When we were, ourselves, under God's wrath, it was because we were defiled by sin. Since our guilt has been removed from us, since, that is, our sin has been covered by Christ's righteousness, we are no longer under wrath. However, our sin is still under wrath. In the first place, our sin is under wrath in the sense that our sin was placed on Christ and the wrath of God was poured out on Christ on account of those sins. If our sin did not receive God's wrath, God would not be just, and he would not be good.

So the wrath of God is a result of God's justice. And because God is just we have hope that what is bad now will not be permitted to remain--no one will get away with evil. All evil will be dealt with, and so we cannot say that sometimes bad things happen, as if it were just how things go and we must deal with it. Rather, because evil will be judged and the world will be reconciled to God, we have hope to mourn evil and can rejoice at what is to come, when we will see what we now hope for: the vindication of the righteous and the condemnation of the evil one. In that day we will find ourselves, out of no righteousness of our own, vindicated by God's righteousness, because we will possess as our own the righteousness of God. We will be made more holy, but this will be only according to the power which raised Christ from the dead, by whom we now live. Our good works are not meritorious for us, but for God, since in ourselves we would do only evil, but by Christ we are shaped into Christ's likeness.

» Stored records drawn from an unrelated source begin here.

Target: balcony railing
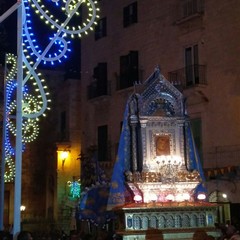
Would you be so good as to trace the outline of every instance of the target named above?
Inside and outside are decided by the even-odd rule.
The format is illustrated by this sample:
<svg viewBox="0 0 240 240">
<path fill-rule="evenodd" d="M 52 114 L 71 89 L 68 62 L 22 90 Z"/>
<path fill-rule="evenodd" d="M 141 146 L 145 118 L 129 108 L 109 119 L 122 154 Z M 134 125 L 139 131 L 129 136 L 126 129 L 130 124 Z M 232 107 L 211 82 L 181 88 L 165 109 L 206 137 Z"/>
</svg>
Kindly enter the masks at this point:
<svg viewBox="0 0 240 240">
<path fill-rule="evenodd" d="M 107 82 L 107 84 L 93 82 L 88 86 L 88 99 L 110 95 L 110 86 L 110 82 Z"/>
<path fill-rule="evenodd" d="M 206 66 L 195 64 L 169 72 L 168 80 L 179 89 L 207 85 Z"/>
</svg>

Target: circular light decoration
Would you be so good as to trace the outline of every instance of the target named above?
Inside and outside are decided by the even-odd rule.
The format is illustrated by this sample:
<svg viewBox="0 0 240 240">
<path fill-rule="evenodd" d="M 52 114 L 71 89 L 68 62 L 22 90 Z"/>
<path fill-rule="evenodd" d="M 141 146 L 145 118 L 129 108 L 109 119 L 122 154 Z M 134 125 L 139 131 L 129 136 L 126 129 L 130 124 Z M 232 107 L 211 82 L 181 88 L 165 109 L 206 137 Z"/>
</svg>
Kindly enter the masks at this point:
<svg viewBox="0 0 240 240">
<path fill-rule="evenodd" d="M 45 80 L 41 74 L 37 72 L 40 63 L 55 62 L 61 63 L 62 59 L 67 58 L 67 54 L 71 52 L 70 41 L 67 38 L 74 36 L 81 37 L 83 33 L 87 34 L 89 30 L 93 30 L 92 25 L 96 24 L 95 19 L 99 8 L 96 7 L 97 1 L 92 0 L 23 0 L 23 103 L 22 103 L 22 142 L 28 143 L 33 141 L 38 133 L 38 117 L 45 116 L 45 111 L 49 110 L 47 106 L 50 100 L 47 98 L 47 86 L 44 85 Z M 83 20 L 80 15 L 81 9 L 87 10 L 88 16 Z M 58 10 L 61 14 L 56 17 L 52 12 Z M 54 30 L 49 38 L 47 45 L 40 49 L 33 32 L 32 18 L 33 14 L 50 25 L 50 29 Z M 78 21 L 76 21 L 78 20 Z M 76 25 L 79 22 L 81 24 Z M 38 26 L 39 29 L 39 26 Z M 41 36 L 42 38 L 42 36 Z M 13 137 L 16 135 L 16 76 L 17 76 L 17 60 L 16 56 L 8 54 L 6 58 L 6 66 L 8 73 L 6 76 L 6 129 L 5 129 L 5 160 L 6 173 L 5 181 L 13 181 L 15 175 L 15 167 L 13 156 L 15 149 L 12 147 Z M 29 89 L 32 92 L 30 92 Z M 23 145 L 24 148 L 24 145 Z M 23 149 L 24 150 L 24 149 Z M 77 184 L 74 183 L 74 184 Z M 75 193 L 74 193 L 75 194 Z"/>
<path fill-rule="evenodd" d="M 55 62 L 66 59 L 68 52 L 71 52 L 70 41 L 66 38 L 81 37 L 83 33 L 87 34 L 89 30 L 93 30 L 92 25 L 96 24 L 95 19 L 99 18 L 97 15 L 99 8 L 96 7 L 96 4 L 97 2 L 92 0 L 45 1 L 44 3 L 41 0 L 25 0 L 24 48 L 26 53 L 28 52 L 30 56 L 36 58 L 34 65 L 38 65 L 40 62 L 54 65 Z M 85 21 L 80 15 L 80 7 L 88 12 Z M 37 15 L 45 24 L 50 25 L 54 31 L 44 50 L 39 46 L 33 32 L 33 14 Z M 81 24 L 76 25 L 76 22 Z"/>
</svg>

Our sin is also still under wrath in the sense that it is still rebellion against God. It is still bad and it is still contrary to God's will. This is no longer a cause of fear for us, since we have Christ's righteousness. It is, rather, a cause of hope for us: because God is against it, a truly efficacious power is at work cleansing us and redeeming us from our sins, making us able to do good rather than evil. We wage war against sin in ourselves. We work out our salvation with fear and trembling, but--and this is our hope--we work out our salvation because it is God who works in us (Philippians 2:12-13). Because God hates our sin, we have hope that he will empower us to overcome it. In part, this is often by causing us to hate the sin ourselves. Because God is against sin, so we are renewed to a new life, a life against death.

When we see the final victory of Christ over the powers of this age in Revelation, we are seeing both of these: Christ is defeating his enemy. That does not include those of us who are in Christ as his enemies, but rather, as in Christ, so victors in him. We are more than conquerors, as Paul writes, over all the fallenness we encounter. As Christ was raised and conquered sin and death, so we are raised with him to newness of life, to living as Christ lived, holy lives before God.

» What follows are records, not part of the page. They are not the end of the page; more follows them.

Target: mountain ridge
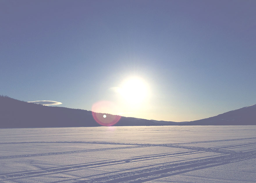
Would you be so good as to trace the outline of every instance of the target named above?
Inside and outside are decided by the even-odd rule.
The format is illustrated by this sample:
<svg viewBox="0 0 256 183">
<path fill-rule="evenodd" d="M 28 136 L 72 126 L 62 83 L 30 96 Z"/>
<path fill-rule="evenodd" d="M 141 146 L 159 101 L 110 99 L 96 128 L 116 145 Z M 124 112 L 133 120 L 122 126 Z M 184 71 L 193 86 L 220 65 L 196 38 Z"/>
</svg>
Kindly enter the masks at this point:
<svg viewBox="0 0 256 183">
<path fill-rule="evenodd" d="M 122 116 L 113 126 L 255 125 L 256 104 L 189 122 L 158 121 Z M 94 120 L 90 111 L 45 106 L 0 96 L 1 128 L 101 126 Z"/>
</svg>

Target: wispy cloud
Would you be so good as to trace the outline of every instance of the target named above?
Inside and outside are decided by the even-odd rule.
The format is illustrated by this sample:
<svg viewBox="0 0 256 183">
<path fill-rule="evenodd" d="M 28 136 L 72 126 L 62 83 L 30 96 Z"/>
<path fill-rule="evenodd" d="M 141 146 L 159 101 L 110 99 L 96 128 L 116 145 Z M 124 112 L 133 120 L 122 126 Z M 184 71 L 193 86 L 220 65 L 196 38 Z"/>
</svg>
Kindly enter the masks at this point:
<svg viewBox="0 0 256 183">
<path fill-rule="evenodd" d="M 43 105 L 59 105 L 62 104 L 62 103 L 59 102 L 51 101 L 51 100 L 37 100 L 36 101 L 31 101 L 28 102 L 38 104 L 42 104 Z"/>
</svg>

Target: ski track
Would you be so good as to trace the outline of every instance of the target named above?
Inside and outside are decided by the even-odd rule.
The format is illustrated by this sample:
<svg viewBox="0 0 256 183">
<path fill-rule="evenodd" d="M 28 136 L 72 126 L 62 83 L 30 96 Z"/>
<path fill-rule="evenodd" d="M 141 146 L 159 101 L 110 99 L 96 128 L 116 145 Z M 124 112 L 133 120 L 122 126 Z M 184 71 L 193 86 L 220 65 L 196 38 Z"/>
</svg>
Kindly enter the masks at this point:
<svg viewBox="0 0 256 183">
<path fill-rule="evenodd" d="M 13 172 L 0 174 L 0 181 L 13 180 L 39 176 L 56 174 L 65 172 L 81 170 L 87 169 L 109 166 L 130 162 L 139 162 L 168 157 L 181 157 L 184 155 L 205 152 L 218 153 L 216 155 L 202 156 L 199 158 L 186 158 L 181 160 L 158 164 L 147 164 L 144 166 L 126 169 L 107 173 L 88 176 L 79 178 L 71 179 L 54 182 L 54 183 L 68 182 L 77 183 L 97 182 L 143 182 L 157 179 L 178 175 L 186 172 L 256 158 L 256 149 L 240 151 L 229 149 L 256 145 L 256 142 L 236 144 L 221 146 L 217 147 L 204 148 L 181 145 L 184 144 L 234 141 L 256 139 L 256 137 L 233 139 L 225 139 L 160 144 L 132 144 L 106 142 L 85 141 L 30 142 L 3 142 L 0 144 L 30 143 L 82 143 L 116 145 L 129 145 L 124 147 L 111 147 L 84 149 L 59 152 L 39 153 L 25 155 L 0 156 L 0 159 L 20 158 L 33 156 L 58 155 L 64 154 L 83 153 L 94 151 L 141 148 L 152 147 L 161 147 L 185 149 L 188 150 L 172 153 L 142 155 L 130 158 L 114 160 L 103 160 L 91 163 L 69 165 L 48 168 L 44 169 Z"/>
</svg>

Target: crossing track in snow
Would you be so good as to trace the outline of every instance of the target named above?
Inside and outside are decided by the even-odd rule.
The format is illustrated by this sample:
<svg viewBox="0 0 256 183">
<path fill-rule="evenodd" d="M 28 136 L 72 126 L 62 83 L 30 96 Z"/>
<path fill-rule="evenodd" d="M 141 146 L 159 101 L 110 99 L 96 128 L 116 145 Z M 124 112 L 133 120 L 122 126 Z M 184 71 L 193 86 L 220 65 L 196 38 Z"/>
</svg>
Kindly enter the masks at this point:
<svg viewBox="0 0 256 183">
<path fill-rule="evenodd" d="M 208 141 L 207 142 L 216 142 L 236 141 L 239 140 L 252 140 L 255 138 L 244 138 L 234 139 L 226 139 Z M 109 171 L 107 173 L 99 174 L 81 177 L 79 178 L 71 179 L 55 182 L 77 182 L 79 183 L 93 183 L 97 182 L 143 182 L 171 176 L 175 175 L 200 170 L 208 168 L 238 162 L 244 160 L 256 158 L 256 150 L 255 148 L 247 149 L 246 152 L 243 151 L 234 151 L 229 149 L 256 145 L 256 142 L 240 143 L 237 144 L 229 144 L 218 147 L 203 148 L 193 146 L 181 145 L 187 143 L 174 143 L 160 144 L 132 144 L 118 143 L 105 142 L 85 142 L 80 141 L 57 142 L 29 142 L 22 143 L 81 143 L 111 144 L 116 145 L 127 145 L 129 146 L 120 147 L 87 149 L 77 151 L 60 152 L 52 152 L 20 155 L 13 156 L 0 156 L 0 159 L 13 158 L 21 158 L 41 156 L 57 155 L 64 154 L 84 153 L 94 151 L 104 151 L 126 149 L 134 148 L 150 147 L 170 147 L 187 149 L 176 152 L 151 154 L 131 157 L 123 159 L 114 160 L 100 161 L 91 163 L 79 164 L 71 164 L 68 165 L 55 166 L 50 168 L 36 170 L 31 170 L 19 172 L 13 172 L 0 174 L 0 182 L 6 181 L 17 181 L 20 179 L 40 176 L 58 174 L 69 171 L 78 170 L 86 171 L 89 169 L 101 167 L 107 167 L 115 165 L 123 164 L 135 162 L 139 162 L 152 160 L 160 159 L 166 158 L 182 158 L 183 156 L 198 154 L 202 155 L 199 158 L 182 158 L 180 160 L 175 160 L 163 163 L 146 164 L 146 165 L 141 166 L 130 169 L 124 169 L 121 170 Z M 201 143 L 207 143 L 206 141 L 201 141 Z M 199 143 L 198 142 L 191 142 L 190 144 Z M 205 156 L 203 153 L 211 152 L 214 155 Z"/>
</svg>

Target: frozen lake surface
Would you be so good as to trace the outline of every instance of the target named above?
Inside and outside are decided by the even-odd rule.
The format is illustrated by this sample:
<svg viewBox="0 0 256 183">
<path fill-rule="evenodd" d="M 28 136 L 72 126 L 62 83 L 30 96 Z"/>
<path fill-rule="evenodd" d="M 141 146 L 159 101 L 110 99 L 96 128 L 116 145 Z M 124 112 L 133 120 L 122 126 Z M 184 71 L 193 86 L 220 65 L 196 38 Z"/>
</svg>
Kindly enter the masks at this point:
<svg viewBox="0 0 256 183">
<path fill-rule="evenodd" d="M 256 126 L 0 129 L 0 182 L 256 182 Z"/>
</svg>

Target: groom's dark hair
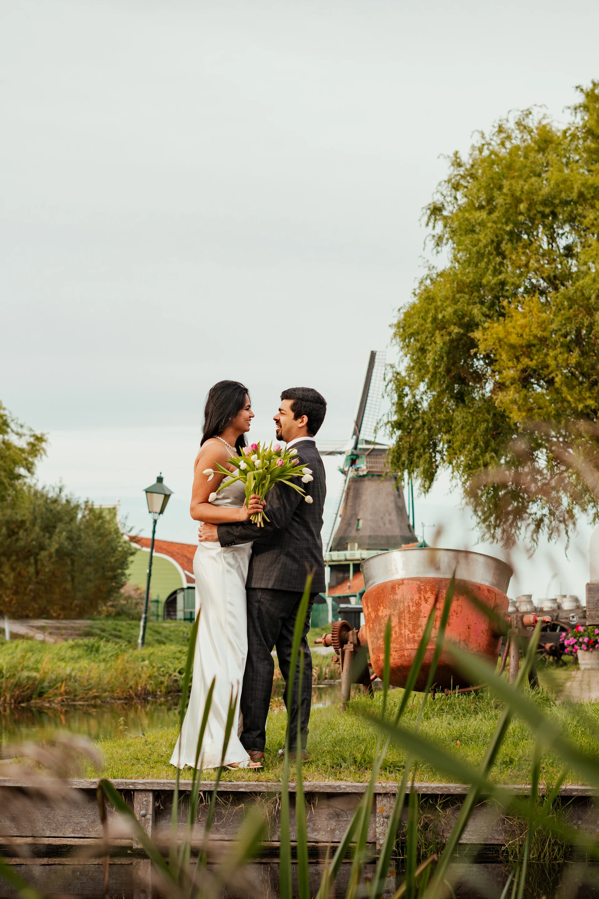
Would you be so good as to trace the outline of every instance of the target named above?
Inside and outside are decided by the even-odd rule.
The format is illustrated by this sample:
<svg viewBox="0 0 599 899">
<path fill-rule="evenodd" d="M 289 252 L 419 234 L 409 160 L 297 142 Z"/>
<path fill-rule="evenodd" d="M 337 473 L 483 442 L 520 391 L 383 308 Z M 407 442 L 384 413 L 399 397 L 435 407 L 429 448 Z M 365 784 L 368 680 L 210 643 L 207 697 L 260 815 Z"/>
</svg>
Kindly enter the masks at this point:
<svg viewBox="0 0 599 899">
<path fill-rule="evenodd" d="M 327 401 L 318 390 L 313 387 L 289 387 L 283 391 L 281 399 L 293 400 L 291 411 L 295 421 L 302 415 L 308 416 L 307 431 L 311 437 L 318 433 L 327 413 Z"/>
</svg>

It is not only, then, that we are no longer under condemnation since we are in Christ Jesus, but also that we are on the other side of the conflict. God's wrath is not only not against us, but is also for us, directed on our behalf against sin. We ought to respond to God's wrath in a twofold way, then: in it we see how great our need, and in it we see how great is the power that is at work in us.

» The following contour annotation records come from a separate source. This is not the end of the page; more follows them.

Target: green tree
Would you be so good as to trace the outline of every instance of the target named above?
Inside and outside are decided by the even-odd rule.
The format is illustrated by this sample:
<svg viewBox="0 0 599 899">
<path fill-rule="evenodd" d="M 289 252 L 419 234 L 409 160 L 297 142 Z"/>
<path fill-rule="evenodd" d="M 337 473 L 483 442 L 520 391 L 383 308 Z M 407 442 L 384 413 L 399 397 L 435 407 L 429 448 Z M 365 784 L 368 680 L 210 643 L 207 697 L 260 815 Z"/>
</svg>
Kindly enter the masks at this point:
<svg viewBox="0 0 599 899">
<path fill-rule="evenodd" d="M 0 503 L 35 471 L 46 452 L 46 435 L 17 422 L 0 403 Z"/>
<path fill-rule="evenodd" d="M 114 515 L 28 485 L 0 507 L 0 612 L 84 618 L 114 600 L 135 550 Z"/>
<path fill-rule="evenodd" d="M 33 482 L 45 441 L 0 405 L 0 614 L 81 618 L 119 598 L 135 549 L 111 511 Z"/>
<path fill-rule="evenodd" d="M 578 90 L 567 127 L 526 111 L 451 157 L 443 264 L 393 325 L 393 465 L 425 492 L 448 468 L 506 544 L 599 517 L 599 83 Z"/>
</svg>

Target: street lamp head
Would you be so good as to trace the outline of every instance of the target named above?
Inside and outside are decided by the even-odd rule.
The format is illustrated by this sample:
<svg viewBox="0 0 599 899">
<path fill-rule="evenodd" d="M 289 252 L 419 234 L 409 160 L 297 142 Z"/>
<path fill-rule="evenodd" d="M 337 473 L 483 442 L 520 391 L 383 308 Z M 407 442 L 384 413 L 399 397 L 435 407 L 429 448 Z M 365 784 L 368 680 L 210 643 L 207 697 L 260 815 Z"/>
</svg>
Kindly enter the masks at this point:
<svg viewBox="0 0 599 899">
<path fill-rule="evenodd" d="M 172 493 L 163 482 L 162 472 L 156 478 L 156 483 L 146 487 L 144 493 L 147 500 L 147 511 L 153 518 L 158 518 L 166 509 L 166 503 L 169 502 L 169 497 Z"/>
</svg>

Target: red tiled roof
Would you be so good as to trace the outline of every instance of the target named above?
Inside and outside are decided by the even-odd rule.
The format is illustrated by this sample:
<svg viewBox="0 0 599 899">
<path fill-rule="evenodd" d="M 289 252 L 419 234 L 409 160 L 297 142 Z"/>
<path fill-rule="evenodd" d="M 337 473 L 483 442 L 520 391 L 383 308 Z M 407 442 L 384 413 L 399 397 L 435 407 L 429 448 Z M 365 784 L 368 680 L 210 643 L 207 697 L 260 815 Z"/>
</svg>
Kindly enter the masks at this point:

This is at once encouraging and humbling. We could not save ourselves, nor could we now sanctify ourselves, but, because God hates sin and yet loves his creation (as we see when he saves the animals from the flood), he has saved us from sin and continues to save us from sin. He saves us from sin by his Son, Jesus Christ, in whom we pass through judgment yet are unharmed. He also continues to save us from indwelling sin by Christ Jesus, seeing that we are in him, we are also alive in him and have his life enlivening us to righteousness. Just as various psalms cry out for deliverance from enemies, we now cry out for deliverance from our enemy, the devil, and God, who is rich in mercy, and who hates the work of the devil, fights for us, as he did for Israel. And we know that we will finally, in the last day, see victory completed both in the world and in ourselves as all things are put under submission to Christ and as we are glorified.